# Missing Values

Julia provides support for representing missing values in the statistical sense, that is for situations where no value is available for a variable in an observation, but a valid value theoretically exists. Missing values are represented via the `missing`

object, which is the singleton instance of the type `Missing`

. `missing`

is equivalent to `NULL`

in SQL and `NA`

in R, and behaves like them in most situations.

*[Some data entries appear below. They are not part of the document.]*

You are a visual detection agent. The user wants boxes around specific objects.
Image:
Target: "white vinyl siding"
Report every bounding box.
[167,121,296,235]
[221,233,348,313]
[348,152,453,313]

## Propagation of Missing Values

The behavior of `missing`

values follows one basic rule: `missing`

values *propagate* automatically when passed to standard operators and functions, in particular mathematical functions. Uncertainty about the value of one of the operands induces uncertainty about the result. In practice, this means an operation involving a `missing`

value generally returns `missing`

```
julia> missing + 1
missing
julia> "a" * missing
missing
julia> abs(missing)
missing
```

As `missing`

is a normal Julia object, this propagation rule only works for functions which have opted in to implement this behavior. This can be achieved either via a specific method defined for arguments of type `Missing`

, or simply by accepting arguments of this type, and passing them to functions which propagate them (like standard operators). Packages should consider whether it makes sense to propagate missing values when defining new functions, and define methods appropriately if that is the case. Passing a `missing`

value to a function for which no method accepting arguments of type `Missing`

is defined throws a `MethodError`

, just like for any other type.

## Equality and Comparison Operators

Standard equality and comparison operators follow the propagation rule presented above: if any of the operands is `missing`

, the result is `missing`

. Here are a few examples

```
julia> missing == 1
missing
julia> missing == missing
missing
julia> missing < 1
missing
julia> 2 >= missing
missing
```

In particular, note that `missing == missing`

returns `missing`

, so `==`

cannot be used to test whether a value is missing. To test whether `x`

is `missing`

, use `ismissing(x)`

.

Special comparison operators `isequal`

and `===`

are exceptions to the propagation rule: they always return a `Bool`

value, even in the presence of `missing`

values, considering `missing`

as equal to `missing`

and as different from any other value. They can therefore be used to test whether a value is `missing`

```
julia> missing === 1
false
julia> isequal(missing, 1)
false
julia> missing === missing
true
julia> isequal(missing, missing)
true
```

The `isless`

operator is another exception: `missing`

is considered as greater than any other value. This operator is used by `sort`

, which therefore places `missing`

values after all other values.

```
julia> isless(1, missing)
true
julia> isless(missing, Inf)
false
julia> isless(missing, missing)
false
```

## Logical operators

Logical (or boolean) operators `|`

, `&`

and `xor`

are another special case, as they only propagate `missing`

values when it is logically required. For these operators, whether or not the result is uncertain depends on the particular operation, following the well-established rules of *three-valued logic* which are also implemented by `NULL`

in SQL and `NA`

in R. This abstract definition actually corresponds to a relatively natural behavior which is best explained via concrete examples.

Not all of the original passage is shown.